The invention relates generally to the field of fault detection and localization in complex systems. More specifically, embodiments of the invention relate to methods and systems for automatically modeling transaction flow dynamics in distributed transaction systems for fault detection and localization.
Today, numerous Internet services such as Amazon, eBay and Google have changed the traditional business model. With the abundance of Internet services, there are unprecedented needs to ensure their operational availability and reliability. Minutes of service downtime can lead to severe revenue loss and user dissatisfaction.
An information system for an Internet service is typically large, dynamic, and distributed and can comprise thousands of individual hardware and software components. A single failure in one component, whether hardware or software related, can cause an entire system to be unavailable. Studies have shown that the time taken to detect, localize, and isolate faults contributes to a large portion of the time to recover from a failure.
Transaction systems with user requests, such as Internet services and others, receive large numbers of transaction requests from users everyday. These requests flow through sets of components according to specific application software logic. With such a large volume of user visits, it is unrealistic to monitor and analyze each individual user request.
Data from software log files, system audit events, network traffic statistics, etc., can be collected from system components and used for fault analysis. Since operational systems are dynamic, this data is the observable of their internal states. Given the distributed nature of information systems, evidence of fault occurrence is often scattered among the monitored data.
Advanced monitoring and management tools for system administrators to interpret monitoring data are available. IBM Tivoli, HP Open View, and EMC InCharge suite are some of the products in the growing market of system management software. Most current tools support some form of data preprocessing and enable users to view the data with visualization functions. These tools are useful for a system administrator since it is impracticable to manually scan a large amount of monitoring data. However, these tools employ simple rule-based correlation with little embedded intelligence for reasoning.
Rule-based tools generate alerts based on violations of predetermined threshold values. Rule-based systems are therefore stateless and do not manage dynamic data analysis well. The lack of intelligence results from the difficulty in characterizing the dynamic behavior of complex systems. Characterization is inherently system-dependent in that it is difficult to generalize across systems with different architectures and functionality.
Detection and diagnosis of faults in complex information systems is a formidable task.
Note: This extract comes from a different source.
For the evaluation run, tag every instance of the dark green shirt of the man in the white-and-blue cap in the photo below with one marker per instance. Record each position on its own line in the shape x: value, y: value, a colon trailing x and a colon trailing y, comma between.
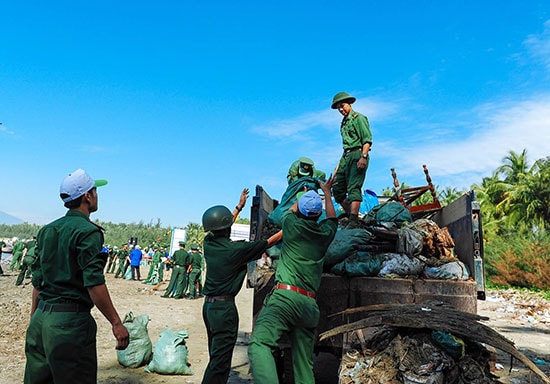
x: 69, y: 259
Current approaches for fault diagnosis use event correlation which collects and correlates events to locate faults based on known dependencies between faults and symptoms. Due to the diversity of runtime environments, many faults experienced in an interconnected system are not very well understood. As a result, it is difficult to obtain precise fault-symptom dependencies.
One attempt at understanding relationships between system faults and symptoms was performed by the Berkeley/Stanford Recovery-Oriented Computing (ROC) group. JBoss middleware was modified to monitor traces in J2EE (Java2 Enterprise Edition) platforms. JBoss is an open source J2EE based application server implemented in pure Java. J2EE is a programming platform for developing and running distributed multi-tier architecture applications, based largely on modular components running on an application server. Two methods were developed to collect traces for fault detection and diagnosis. However, with the huge volume of user visits; to monitor, collect and analyze the trace of every user request was problematic. Most methods of collecting user request traces results in a large monitoring overhead.
It is a major challenge for system administrators to detect and isolate faults effectively in large and complex systems. The challenge is how to correlate the collected data effectively across a distributed system for observation, fault detection and identification. It is therefore desirable to develop a method and system that considers the mass characteristics of user requests in complex systems and has self-cognition capability to aid in fault analysis.